Press Contact: Jeremy Cherson, Director of Communications
FOR IMMEDIATE RELEASE:
(LOS ANGELES, CA) – In response to the decision and order by the Superior Court of the State of California in Urquidi et al. v. City of Los Angeles et al., The Bail Project issued the following response:
“We applaud the Supreme Court of California for issuing a preliminary injunction to strike down the administration of bail schedules in Los Angeles County. This decision, which comes after significant effort from the Civil Rights Corps and many others, finally remedies the harmful injustice created by an inefficient, unfair, and now illegal practice which resulted in unaffordable bail being set for thousands of legally innocent people each year. As the court has ruled, this practice violated constitutional rights and caused immense harm by placing thousands of people in the county’s already overcrowded, traumatizing jail each year unnecessarily.
As stated in the court’s decision, there is ample evidence that shows that cash bail is unnecessary. In jurisdiction after jurisdiction, and study after study, it has been shown that the use of cash bail can be severely constrained, if not altogether eliminated, with no public safety impact. In fact, in the nearly a dozen jurisdictions nationally that have advanced some amount of bail reform, evidence shows that these reforms have had no meaningful impact on crime rates, whatsoever. Our own work at The Bail Project confirms this – after paying bail for nearly 30,000 clients nationally, our clients returned to over 90% of their court dates with none of their own money on the line. Even without bail, people will still return to court and not be arrested again for new criminal activity.

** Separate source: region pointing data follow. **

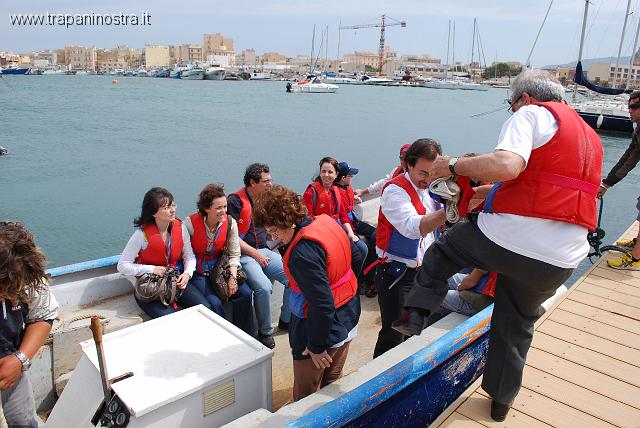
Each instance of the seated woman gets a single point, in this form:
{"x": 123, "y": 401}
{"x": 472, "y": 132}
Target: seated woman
{"x": 29, "y": 309}
{"x": 160, "y": 242}
{"x": 323, "y": 197}
{"x": 209, "y": 228}
{"x": 324, "y": 303}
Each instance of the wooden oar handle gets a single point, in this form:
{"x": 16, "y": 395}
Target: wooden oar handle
{"x": 96, "y": 329}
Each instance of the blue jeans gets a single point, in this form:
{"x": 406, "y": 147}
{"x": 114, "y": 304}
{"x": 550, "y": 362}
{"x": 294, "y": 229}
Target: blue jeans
{"x": 241, "y": 301}
{"x": 259, "y": 280}
{"x": 191, "y": 296}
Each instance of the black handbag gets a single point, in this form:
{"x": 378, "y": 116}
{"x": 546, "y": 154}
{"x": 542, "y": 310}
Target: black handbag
{"x": 164, "y": 288}
{"x": 219, "y": 280}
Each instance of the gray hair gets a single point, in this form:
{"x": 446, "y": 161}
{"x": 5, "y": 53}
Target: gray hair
{"x": 539, "y": 84}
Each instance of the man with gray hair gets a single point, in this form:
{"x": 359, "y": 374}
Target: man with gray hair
{"x": 532, "y": 230}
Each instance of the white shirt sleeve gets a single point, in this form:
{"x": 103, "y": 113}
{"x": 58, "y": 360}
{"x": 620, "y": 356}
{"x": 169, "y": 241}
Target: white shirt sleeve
{"x": 530, "y": 127}
{"x": 127, "y": 265}
{"x": 396, "y": 206}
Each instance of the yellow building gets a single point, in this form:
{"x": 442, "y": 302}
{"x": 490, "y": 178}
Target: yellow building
{"x": 156, "y": 56}
{"x": 216, "y": 44}
{"x": 80, "y": 57}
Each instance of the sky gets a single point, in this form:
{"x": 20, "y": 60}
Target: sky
{"x": 507, "y": 28}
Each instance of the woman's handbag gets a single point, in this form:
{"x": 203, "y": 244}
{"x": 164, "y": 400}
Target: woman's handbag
{"x": 151, "y": 287}
{"x": 219, "y": 280}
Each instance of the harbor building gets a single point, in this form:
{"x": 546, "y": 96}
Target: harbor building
{"x": 80, "y": 57}
{"x": 156, "y": 56}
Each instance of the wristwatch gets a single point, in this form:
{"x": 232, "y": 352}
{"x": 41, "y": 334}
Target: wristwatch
{"x": 452, "y": 165}
{"x": 26, "y": 363}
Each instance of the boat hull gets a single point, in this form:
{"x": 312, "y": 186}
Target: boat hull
{"x": 603, "y": 122}
{"x": 15, "y": 71}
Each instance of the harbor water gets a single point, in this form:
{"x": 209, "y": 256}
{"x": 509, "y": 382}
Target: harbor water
{"x": 83, "y": 151}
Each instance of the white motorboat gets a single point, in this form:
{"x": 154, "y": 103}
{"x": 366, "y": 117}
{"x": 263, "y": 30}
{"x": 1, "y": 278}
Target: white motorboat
{"x": 214, "y": 73}
{"x": 312, "y": 85}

As the Court understood, Los Angeles is safer without bail schedules because their administration injected incredible instability into the lives of our residents and our communities, costing people their jobs, their housing, their parental rights, and even their lives. The utilization of bail schedules was a tragedy that impacted untold thousands in Los Angeles each year. We are hopeful that as this case proceeds that Los Angeles will finally move towards a more humane pretrial system where pretrial freedom is not determined by the amount of money in a person’s bank account. This is a wise decision made by the courts that returns us to the promises in our state and federal constitution by upholding the idea that everyone is equal under the law.”